Luke's Gospel presents a series of controversies between Jesus and various representatives of the Jewish philosophical schools. These serve to consistently highlight the division between Jesus and his opponents as well as the paradox of Christianity in confrontation with the culture of all times. These controversies raged during first century Judaism and served to shape Christianity's emerging self-understanding within that setting.

There is radical discontinuity between the Good News of the Kingdom as proclaimed by Jesus and the expectations of the Jewish leaders. The perception of Jesus' opponents is of a closed-horizon religion. But God's revelation does not stop with Moses. God continues to speak and reveal Himself. Doctrine develops. We continue to proclaim God's Word and celebrate it precisely to deepen our understanding of the mysteries of life and death. God raises the dead to life as easily as God gives life in the first place.

Lack of faith in God, coupled with an impoverished imagination, may make of us practitioners of a religion which ultimately does not save. The hope of eternal life cannot be reduced to the perpetuation of a religion that represents more the dead faith of the living rather than the living faith of the dead. When things go that way, the themes on which we prefer to remain silent will multiply. Probably that is the reason why in our funeral celebrations, we prefer to speak on the significance of life, rather than about the mystery of death.

In all truth we have to admit that the Sadducees' difficulties are ours too. We ask big questions on life after death. And we do not have the answers. The problem with life as we live it today, is that we've shifted the questions of ultimate concern from life beyond death to this side of life. We consider that which is transitory to be of ultimate concern and tend to avoid speaking about what should be of ultimate concern.

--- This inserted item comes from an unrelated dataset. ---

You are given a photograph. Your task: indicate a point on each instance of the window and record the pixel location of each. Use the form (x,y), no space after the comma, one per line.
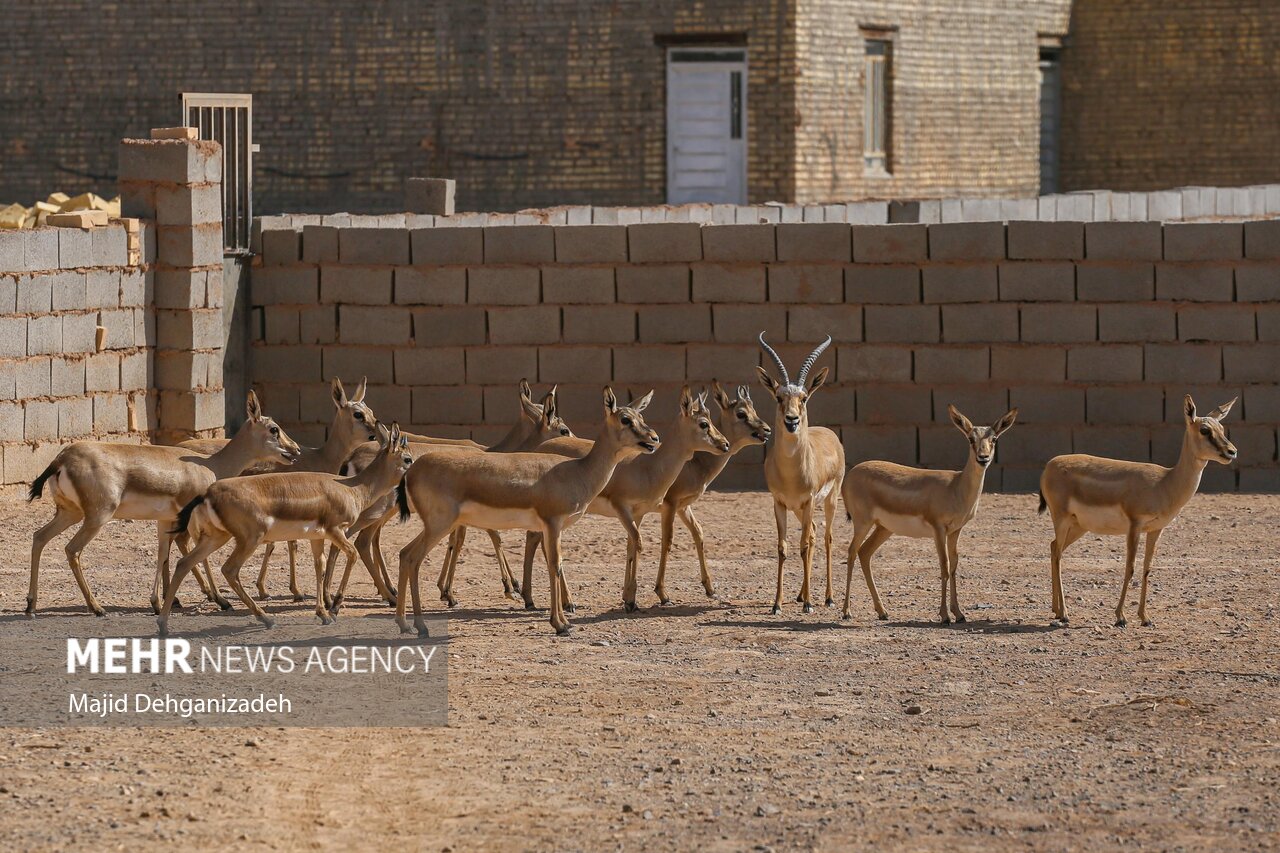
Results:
(877,113)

As Christians we do not believe in re-incarnation; neither do we believe merely in a sort of immortality of the soul. We believe in a God who is not of the dead but of the living. We rely on God's promise that He will raise us up. Mother Teresa once identified the West - by which she meant those of us living lives of comparative affluence - as suffering from a far greater poverty than anything she and her companions had experienced in Calcutta. We face a poverty of spirit, she believed, because we have lost our pressing need for God, and have become self-sufficient. In this poverty of spirit, like the Sadducees at the time of Jesus, we seek to imagine heaven in terms of earthly life rather than making of heaven our heart's deepest longing.